Agriculture Minister Barnaby Joyce will compile the National Party's wishlist for extra farm drought assistance and take a comprehensive package to cabinet.
Nationals MPs met in Bundaberg on Thursday to discuss their position, as Prime Minister Tony Abbott flagged some drought assistance measures would be brought forward to the first half of this year.
A new assistance system to start from July 1 had been agreed to by the federal and state governments last year.
But Mr Abbott said the problem needed addressing quicker.
The system would be based on income support for farmers and the cabinet was looking at logistics and the legal framework.
A spokesman for Nationals leader Warren Truss said Mr Joyce would take the options discussed at the meeting and put together a comprehensive package to take to cabinet.
He declined to divulge what the options included.
Mr Joyce was tight lipped on whether bringing the assistance forward would be sufficient.
"I'll leave those discussions for cabinet," he told ABC TV.
Labor's agriculture spokesman Joel Fitzgibbon dismissed the government's plan as a token gesture.
He urged the government to slash the concessional interest rate offered to farmers under Labor's farm finance loan scheme and resurrect the Council of Australian Governments (COAG) process to complete drought reform agreements.
National Farmers' Federation president Brent Finlay said a comprehensive package was needed, including a boost to rural mental health services and ways to keep the rural workforce strong.

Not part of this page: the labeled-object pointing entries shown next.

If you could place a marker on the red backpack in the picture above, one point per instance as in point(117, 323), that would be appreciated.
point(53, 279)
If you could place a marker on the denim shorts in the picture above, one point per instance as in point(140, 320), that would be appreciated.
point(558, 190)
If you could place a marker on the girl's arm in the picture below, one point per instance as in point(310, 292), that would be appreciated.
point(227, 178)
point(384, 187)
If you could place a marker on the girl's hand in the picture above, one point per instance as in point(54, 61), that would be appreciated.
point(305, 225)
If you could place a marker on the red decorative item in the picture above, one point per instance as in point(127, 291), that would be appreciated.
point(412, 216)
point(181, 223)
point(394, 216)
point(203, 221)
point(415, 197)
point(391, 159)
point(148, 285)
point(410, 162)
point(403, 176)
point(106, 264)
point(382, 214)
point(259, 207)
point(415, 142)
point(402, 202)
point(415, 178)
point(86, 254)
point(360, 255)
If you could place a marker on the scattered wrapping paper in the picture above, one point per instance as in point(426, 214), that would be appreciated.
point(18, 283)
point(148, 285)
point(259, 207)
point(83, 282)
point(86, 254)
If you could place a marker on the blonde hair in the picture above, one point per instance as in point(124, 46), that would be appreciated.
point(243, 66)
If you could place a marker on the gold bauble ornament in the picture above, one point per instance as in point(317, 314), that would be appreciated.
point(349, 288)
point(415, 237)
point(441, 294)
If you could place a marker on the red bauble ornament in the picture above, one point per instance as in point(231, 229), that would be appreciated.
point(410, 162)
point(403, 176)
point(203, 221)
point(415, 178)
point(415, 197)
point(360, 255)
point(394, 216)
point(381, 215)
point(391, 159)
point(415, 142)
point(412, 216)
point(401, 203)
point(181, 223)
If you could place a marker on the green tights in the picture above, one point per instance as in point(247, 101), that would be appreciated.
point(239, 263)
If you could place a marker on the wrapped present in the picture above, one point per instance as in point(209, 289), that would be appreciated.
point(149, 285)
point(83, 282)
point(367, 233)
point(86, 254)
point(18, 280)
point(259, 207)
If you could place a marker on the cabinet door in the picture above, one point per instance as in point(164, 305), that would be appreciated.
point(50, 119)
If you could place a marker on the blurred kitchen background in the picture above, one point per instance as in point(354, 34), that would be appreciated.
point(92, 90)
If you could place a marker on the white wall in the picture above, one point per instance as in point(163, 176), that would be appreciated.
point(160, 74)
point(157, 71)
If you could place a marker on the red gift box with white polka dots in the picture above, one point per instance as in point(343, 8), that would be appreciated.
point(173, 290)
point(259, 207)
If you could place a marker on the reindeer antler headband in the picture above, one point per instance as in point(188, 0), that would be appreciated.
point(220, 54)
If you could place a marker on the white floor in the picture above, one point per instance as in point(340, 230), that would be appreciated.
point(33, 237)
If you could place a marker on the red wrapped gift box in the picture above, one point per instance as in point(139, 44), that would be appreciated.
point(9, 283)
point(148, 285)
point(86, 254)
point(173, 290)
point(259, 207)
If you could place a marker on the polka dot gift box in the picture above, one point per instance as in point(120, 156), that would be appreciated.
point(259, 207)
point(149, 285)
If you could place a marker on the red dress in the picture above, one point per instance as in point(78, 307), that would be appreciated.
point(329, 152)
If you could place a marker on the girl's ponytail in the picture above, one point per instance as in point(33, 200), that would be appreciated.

In a climate where companies like SPC and Holden have been denied government assistance, Mr Joyce argued that farmers were a special case for government support because they had to rely on the vagaries of the weather.
It's important Australia maintains a capacity to feed itself, he said.
"These are mums and dads ... living out in the heat and the dust and the flies with cattle dying around them," he said.